Generates a new DataSet object for storage of a database flat file entry.

DataSet / DataSetImpl

These class files are used to store a single dataset flat file entry while parsing. The DataSet object is used to reference schema objects. It is also where more complex operations are done. Example: Parsing of a full reaction. (See the setReaction method for more details.) Once the end of the dataset flat file entry is reached, the DataSet object is past on to SQLOutput to save the data.

warehouse.dboutput

OutputFactory

Generates a new SQLOutput object for distributing the data set information.

SQLOutput / SQLOutputImpl

A single output class that handles sending sql commands to the database, sending sql commands to a file or writes input lines for the Oracle loader control files.

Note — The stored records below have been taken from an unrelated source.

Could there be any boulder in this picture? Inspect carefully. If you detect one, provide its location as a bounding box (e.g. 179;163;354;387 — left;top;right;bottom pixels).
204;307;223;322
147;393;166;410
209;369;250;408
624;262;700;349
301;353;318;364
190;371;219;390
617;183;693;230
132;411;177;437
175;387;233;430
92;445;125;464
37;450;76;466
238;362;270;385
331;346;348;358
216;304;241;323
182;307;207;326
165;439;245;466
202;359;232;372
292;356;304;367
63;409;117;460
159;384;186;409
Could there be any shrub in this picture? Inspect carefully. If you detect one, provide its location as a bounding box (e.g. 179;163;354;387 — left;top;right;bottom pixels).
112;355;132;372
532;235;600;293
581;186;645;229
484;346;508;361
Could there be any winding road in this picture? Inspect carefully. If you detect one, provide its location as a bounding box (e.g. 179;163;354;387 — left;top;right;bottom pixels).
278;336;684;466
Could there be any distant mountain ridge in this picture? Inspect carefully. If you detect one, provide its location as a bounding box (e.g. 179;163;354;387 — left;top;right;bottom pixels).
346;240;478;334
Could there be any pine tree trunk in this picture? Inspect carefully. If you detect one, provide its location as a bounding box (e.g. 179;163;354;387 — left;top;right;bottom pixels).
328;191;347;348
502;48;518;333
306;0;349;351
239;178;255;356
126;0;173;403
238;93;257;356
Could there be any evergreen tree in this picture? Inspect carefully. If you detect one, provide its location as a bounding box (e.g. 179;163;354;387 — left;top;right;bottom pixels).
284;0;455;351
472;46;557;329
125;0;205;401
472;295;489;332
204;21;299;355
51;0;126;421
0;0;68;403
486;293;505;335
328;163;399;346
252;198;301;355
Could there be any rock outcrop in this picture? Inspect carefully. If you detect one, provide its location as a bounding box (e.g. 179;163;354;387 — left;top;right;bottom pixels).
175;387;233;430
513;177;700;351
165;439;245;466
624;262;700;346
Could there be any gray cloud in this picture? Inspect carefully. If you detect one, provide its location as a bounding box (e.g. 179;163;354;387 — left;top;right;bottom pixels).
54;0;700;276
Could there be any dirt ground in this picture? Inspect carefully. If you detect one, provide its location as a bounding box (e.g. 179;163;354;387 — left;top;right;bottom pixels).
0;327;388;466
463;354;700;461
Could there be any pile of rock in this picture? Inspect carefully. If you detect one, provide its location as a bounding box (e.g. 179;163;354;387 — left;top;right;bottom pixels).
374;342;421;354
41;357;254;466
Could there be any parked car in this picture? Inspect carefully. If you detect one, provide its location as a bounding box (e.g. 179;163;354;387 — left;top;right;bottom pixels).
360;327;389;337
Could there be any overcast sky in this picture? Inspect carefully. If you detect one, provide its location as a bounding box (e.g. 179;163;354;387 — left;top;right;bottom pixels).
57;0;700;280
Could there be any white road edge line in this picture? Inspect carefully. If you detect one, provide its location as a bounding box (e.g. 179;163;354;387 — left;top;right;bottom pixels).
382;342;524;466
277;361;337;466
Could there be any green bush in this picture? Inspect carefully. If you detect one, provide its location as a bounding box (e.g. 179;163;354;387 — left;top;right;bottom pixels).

The destination of the information is determined by boolean flags set in the ParserControl Object. The complex part of this method is the saving of information to make linking tables and look-up tables. Hashtables are the most common means of storage, but vectors are used when there is a chance of collision. The doTables method asks the DataSet object for each list of schema objects, then doTables looks through each list to save object table information. Next, doTables checks with the object for information about linking tables and look-up tables. After all lists have been checked, doTables exports the necessary information to fill linking tables and look-up tables.

DataLoader

Public class containing only static methods. The methods in this class return the header information for the Oracle loader control files. (See the doTables method in SQLOutputImpl.java.)

warehouse.dbaccess

dbInquirer

A public class that contains all contact methods with the database. Static methods allow queries to be performed from any class. Connection information is loaded from the BioSPICE.properties file.

warehouse.error

Contain some exceptions used through out the loader

warehouse.fileloader

Contain classes to allow the user to choose file from an interface window.